Last edited: Nov 26, 2012
4. Nov 26, 2012

So trying a trig substitution I get,

$2\int\int(r^3)\sqrt{r^2+\frac{1}{4}}drd\theta$

$\mbox{for }a^2+x^2\mbox{ let }x=atan\theta$

$r=\frac{1}{2}tan\theta$

$dr=\frac{1}{2}sec^2\theta d\theta$

$2\int\int(\frac{1}{2}tan\theta)^3\sqrt{\frac{1}{4}tan\theta}\frac{1}{2}sec^2\theta d\theta d\theta$

Problem with this method is that there are two $d\theta$'s, which of course is wrong.

Where did I go wrong? (other then everywhere)

Thanks,
Mac

*This has been edited since the original writing. I figured out why I had an extra "r."

Last edited: Nov 26, 2012
5. Nov 26, 2012

Well, looking above I was obviously tired last night when I wrote that. However, I'm still not positive about this and could use some assistance if possible.

Instead of using $\theta$ again for a substitution, I'll use $\phi$

$2\int\int(r^3)\sqrt{r^2+\frac{1}{4}}drd\theta$

$\mbox{for }a^2+x^2\mbox{ let }x=atan\phi$

$r=\frac{1}{2}tan\phi$

$dr=\frac{1}{2}sec^2\phi d\phi$

$2\int\int(\frac{1}{2}tan\phi)^3\sqrt{\frac{1}{4}tan^2\phi+\frac{1}{4}}(\frac{1}{2}sec^2\phi) d\phi d\theta$

This can be simplified down to,

$8 \phi \int tan^3 \phi sec^3\phi d\phi$

Still not pretty.

Could anyone verify if this is a correct approach?

Thanks again,
Mac

Last edited: Nov 26, 2012
6. Nov 26, 2012

### Dick

It's a correct approach.
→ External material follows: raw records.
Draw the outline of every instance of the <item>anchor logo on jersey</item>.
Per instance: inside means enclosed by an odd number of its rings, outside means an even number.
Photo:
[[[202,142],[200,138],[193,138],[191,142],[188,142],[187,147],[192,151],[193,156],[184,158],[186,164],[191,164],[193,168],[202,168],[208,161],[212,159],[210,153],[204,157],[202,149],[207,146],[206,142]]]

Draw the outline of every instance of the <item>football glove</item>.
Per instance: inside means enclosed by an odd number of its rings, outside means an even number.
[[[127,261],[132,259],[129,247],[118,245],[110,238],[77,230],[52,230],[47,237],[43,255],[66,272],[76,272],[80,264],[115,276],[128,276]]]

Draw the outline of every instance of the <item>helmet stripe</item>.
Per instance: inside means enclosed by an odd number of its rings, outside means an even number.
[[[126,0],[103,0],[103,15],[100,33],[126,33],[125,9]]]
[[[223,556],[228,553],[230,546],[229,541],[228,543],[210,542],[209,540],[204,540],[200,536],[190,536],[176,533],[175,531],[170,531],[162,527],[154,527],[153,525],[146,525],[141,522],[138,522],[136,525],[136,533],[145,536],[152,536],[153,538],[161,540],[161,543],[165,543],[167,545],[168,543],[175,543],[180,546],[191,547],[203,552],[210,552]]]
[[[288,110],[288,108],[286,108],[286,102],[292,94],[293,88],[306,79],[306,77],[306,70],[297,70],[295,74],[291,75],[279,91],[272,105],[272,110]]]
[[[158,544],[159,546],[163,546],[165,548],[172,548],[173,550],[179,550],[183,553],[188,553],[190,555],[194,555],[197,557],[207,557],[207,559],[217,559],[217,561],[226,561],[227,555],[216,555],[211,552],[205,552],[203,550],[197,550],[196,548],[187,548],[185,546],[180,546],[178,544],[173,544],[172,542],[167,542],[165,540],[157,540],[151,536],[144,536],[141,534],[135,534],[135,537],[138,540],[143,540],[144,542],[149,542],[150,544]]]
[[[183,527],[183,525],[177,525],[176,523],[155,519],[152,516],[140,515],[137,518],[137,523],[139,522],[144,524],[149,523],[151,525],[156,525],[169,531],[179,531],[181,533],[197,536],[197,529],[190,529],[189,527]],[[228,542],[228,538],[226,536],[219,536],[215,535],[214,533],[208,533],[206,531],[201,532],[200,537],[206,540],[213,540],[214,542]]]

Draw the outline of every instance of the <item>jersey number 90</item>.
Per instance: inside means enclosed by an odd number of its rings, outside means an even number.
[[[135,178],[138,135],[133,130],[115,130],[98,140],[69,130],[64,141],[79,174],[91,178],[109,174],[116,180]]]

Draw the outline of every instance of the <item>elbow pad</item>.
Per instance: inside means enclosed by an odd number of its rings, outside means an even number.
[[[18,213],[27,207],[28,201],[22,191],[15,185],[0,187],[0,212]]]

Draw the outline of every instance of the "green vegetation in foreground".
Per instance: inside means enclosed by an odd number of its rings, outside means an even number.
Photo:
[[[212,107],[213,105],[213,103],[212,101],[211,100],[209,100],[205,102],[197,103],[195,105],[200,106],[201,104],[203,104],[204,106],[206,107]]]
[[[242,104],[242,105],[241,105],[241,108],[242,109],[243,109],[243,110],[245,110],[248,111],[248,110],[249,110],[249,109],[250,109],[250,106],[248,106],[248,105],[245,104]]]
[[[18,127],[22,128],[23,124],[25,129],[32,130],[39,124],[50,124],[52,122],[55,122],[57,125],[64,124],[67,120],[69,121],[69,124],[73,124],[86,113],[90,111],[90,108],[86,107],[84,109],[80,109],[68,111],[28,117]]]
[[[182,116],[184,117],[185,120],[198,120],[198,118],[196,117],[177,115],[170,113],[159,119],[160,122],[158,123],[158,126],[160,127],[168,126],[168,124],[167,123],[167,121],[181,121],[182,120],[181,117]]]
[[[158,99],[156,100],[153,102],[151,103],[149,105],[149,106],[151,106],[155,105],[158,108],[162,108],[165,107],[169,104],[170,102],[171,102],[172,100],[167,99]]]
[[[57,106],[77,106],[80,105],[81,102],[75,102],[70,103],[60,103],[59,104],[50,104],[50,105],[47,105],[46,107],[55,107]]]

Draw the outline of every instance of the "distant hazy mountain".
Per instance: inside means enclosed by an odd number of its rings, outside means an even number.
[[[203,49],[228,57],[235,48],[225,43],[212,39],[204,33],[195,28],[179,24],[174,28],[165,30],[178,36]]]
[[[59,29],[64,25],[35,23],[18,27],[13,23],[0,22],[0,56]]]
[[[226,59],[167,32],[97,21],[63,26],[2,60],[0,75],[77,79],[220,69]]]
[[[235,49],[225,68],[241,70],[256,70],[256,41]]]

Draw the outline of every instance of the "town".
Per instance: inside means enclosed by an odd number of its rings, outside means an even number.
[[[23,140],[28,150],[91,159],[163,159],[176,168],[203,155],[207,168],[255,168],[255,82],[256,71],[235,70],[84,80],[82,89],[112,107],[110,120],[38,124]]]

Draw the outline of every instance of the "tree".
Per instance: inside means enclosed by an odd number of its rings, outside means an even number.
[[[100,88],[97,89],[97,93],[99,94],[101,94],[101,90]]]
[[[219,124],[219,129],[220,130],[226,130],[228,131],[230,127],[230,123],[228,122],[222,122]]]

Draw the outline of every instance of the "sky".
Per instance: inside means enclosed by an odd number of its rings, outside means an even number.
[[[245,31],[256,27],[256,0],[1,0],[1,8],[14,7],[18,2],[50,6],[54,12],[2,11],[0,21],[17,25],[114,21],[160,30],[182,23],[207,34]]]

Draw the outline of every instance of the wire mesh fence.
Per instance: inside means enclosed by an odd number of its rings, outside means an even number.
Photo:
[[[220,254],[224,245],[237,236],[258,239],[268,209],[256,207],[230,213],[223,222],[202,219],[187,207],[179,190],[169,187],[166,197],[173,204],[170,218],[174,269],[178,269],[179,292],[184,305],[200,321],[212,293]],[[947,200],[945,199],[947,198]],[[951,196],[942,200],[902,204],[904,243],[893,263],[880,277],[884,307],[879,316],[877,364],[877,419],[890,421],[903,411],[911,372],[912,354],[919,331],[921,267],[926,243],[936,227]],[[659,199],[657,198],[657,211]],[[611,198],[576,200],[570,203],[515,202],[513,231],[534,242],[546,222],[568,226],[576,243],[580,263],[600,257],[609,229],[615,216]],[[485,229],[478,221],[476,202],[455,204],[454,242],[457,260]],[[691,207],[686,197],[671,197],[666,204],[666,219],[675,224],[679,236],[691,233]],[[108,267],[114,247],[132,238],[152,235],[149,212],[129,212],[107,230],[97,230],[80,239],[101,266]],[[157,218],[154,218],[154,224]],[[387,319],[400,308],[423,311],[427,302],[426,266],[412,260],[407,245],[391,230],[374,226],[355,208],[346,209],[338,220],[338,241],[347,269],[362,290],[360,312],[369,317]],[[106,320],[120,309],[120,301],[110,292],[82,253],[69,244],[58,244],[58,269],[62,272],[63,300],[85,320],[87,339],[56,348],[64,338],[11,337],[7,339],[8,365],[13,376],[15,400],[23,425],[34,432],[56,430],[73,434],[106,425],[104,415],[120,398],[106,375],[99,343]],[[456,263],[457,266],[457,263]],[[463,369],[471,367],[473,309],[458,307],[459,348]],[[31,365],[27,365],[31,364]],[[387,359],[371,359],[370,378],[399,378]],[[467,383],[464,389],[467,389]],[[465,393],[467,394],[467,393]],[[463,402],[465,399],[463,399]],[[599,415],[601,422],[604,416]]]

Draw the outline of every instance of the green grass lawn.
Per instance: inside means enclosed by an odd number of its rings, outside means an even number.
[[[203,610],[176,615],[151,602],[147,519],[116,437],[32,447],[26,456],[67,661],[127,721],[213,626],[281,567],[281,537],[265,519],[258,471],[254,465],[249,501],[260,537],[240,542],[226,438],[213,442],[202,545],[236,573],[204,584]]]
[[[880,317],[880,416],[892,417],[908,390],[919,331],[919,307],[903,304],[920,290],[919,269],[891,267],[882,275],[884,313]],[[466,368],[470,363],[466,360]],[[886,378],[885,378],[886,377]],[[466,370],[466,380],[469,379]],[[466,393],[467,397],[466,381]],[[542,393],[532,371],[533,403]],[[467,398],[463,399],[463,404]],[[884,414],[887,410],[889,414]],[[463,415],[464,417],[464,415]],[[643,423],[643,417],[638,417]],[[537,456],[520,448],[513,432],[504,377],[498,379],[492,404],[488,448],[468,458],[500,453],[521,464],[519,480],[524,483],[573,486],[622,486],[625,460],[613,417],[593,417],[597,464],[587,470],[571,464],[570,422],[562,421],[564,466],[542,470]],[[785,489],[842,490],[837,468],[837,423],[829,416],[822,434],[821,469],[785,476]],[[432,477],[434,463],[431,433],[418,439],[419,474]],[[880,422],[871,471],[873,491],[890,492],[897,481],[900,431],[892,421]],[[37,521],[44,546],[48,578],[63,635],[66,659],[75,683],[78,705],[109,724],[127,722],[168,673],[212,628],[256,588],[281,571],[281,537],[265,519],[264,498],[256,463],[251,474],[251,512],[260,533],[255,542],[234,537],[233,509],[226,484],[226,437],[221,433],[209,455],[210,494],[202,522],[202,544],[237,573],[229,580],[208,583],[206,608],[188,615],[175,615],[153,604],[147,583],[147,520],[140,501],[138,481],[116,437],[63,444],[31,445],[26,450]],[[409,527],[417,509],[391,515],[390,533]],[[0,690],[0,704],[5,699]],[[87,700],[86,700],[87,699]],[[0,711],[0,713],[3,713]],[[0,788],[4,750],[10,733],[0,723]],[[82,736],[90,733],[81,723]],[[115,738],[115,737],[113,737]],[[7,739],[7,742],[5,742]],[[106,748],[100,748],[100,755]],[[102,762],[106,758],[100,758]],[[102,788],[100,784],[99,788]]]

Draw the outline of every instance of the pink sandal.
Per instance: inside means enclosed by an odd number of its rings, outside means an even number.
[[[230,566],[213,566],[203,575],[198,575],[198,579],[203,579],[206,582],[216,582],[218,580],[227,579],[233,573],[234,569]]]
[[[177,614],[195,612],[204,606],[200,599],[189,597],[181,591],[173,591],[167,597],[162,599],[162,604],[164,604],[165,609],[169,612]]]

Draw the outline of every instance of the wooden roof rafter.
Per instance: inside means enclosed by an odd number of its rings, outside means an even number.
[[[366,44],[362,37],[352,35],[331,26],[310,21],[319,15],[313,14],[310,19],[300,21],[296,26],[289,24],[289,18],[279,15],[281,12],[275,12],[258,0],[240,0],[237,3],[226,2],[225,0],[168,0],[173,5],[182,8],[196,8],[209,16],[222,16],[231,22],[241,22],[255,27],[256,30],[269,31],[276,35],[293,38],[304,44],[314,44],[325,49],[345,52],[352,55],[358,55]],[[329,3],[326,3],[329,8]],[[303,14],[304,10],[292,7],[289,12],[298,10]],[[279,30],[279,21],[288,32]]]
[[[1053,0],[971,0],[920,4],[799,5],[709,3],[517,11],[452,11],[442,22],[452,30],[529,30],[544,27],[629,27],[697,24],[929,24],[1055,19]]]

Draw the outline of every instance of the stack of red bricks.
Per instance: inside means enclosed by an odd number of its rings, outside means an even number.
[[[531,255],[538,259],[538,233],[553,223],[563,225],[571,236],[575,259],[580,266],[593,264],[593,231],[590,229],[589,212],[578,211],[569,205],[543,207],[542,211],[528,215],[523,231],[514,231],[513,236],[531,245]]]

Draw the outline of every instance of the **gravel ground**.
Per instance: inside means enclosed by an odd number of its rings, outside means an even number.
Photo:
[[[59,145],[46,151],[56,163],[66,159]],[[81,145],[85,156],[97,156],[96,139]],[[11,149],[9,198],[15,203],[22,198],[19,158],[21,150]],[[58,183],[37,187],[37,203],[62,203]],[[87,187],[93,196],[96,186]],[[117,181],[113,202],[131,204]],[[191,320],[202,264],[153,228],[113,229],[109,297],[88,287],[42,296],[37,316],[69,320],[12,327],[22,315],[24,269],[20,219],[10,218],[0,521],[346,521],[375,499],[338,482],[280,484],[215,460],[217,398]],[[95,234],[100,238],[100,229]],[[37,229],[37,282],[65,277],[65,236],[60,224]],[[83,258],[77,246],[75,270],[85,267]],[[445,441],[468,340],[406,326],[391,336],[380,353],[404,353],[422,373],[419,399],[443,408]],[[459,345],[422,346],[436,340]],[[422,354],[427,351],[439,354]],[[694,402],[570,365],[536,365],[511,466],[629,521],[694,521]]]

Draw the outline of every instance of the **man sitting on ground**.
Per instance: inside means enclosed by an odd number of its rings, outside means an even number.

There's some details wrong I think, you meant 8π outside the integral in the last step and the numbers don't look right. But there is a much easier substitution than the trig one. Just put u=r^2+1/4.

Last edited: Nov 26, 2012
7. Nov 26, 2012

Forgive me for being slow here, but if I let $u=r^2+\frac{1}{4}\mbox{then }du=2rdr\mbox { and I have nothing to account for the } r^3;$

I could do something like this,

$(\frac{1}{2})^3 du=r^3 dr$,

but I've never done that maneuver before, and I honestly don't know if it's valid?

Thanks for the patience and assistance.
Mac

8. Nov 26, 2012

If I work through it with that substitution I end up with the clean answer of $\frac{4\pi}{3}$, so I'm keeping my fingers crossed that I can do that trick.

9. Nov 26, 2012

### Dick

I'm not sure what 'trick' you are talking about but it doesn't look right to me. I don't get that clean an answer. You've got r^3*sqrt(u)dr=r^2*sqrt(u)*rdr. You'll need the rdr to make du. So that leaves you with just a r^2. But since u=r^2+1/4, r^2=u-1/4.

10. Nov 26, 2012

### haruspex

Beauty is in the eye of beholder. Removing the spurious phi in front:
$\int tan^3 \phi sec^3\phi d\phi = \int sin^3 \phi cos^{-6}\phi d\phi = -\int sin^2 \phi cos^{-6}\phi d cos(\phi) = \int (cos^2 \phi - 1)cos^{-6}\phi d cos(\phi)$
$= \int (cos^{-4} \phi - cos^{-6}\phi) d cos(\phi) = [-cos^{-3}(\phi)/3+ cos^{-5}(\phi)/5]$

11. Nov 26, 2012

The trick I was talking about was cubing both sides, like so $(\frac{1}{2})^{3} du = r^3dr$

That accounted for the r3, but it didn't work. I see what your saying in your post, and I can't believe I forgot about simply rearranging my "u" equation. I think I can work through that, but it will not be until later.

Thanks again for the assistance.

Hey, my phi wasn't that spurious! Besides, it did need the eight in front, just with a ∏ instead.

I suppose I'm just not beholden. This question was supposed to be about a surface integral, not some integral that I should be able to simply calculate and have obviously forgotten how.

12. Nov 26, 2012

### Dick

Nah, that would give you $(\frac{1}{2})^{3} {du}^3 = r^3 {dr}^3$ True, but not very useful.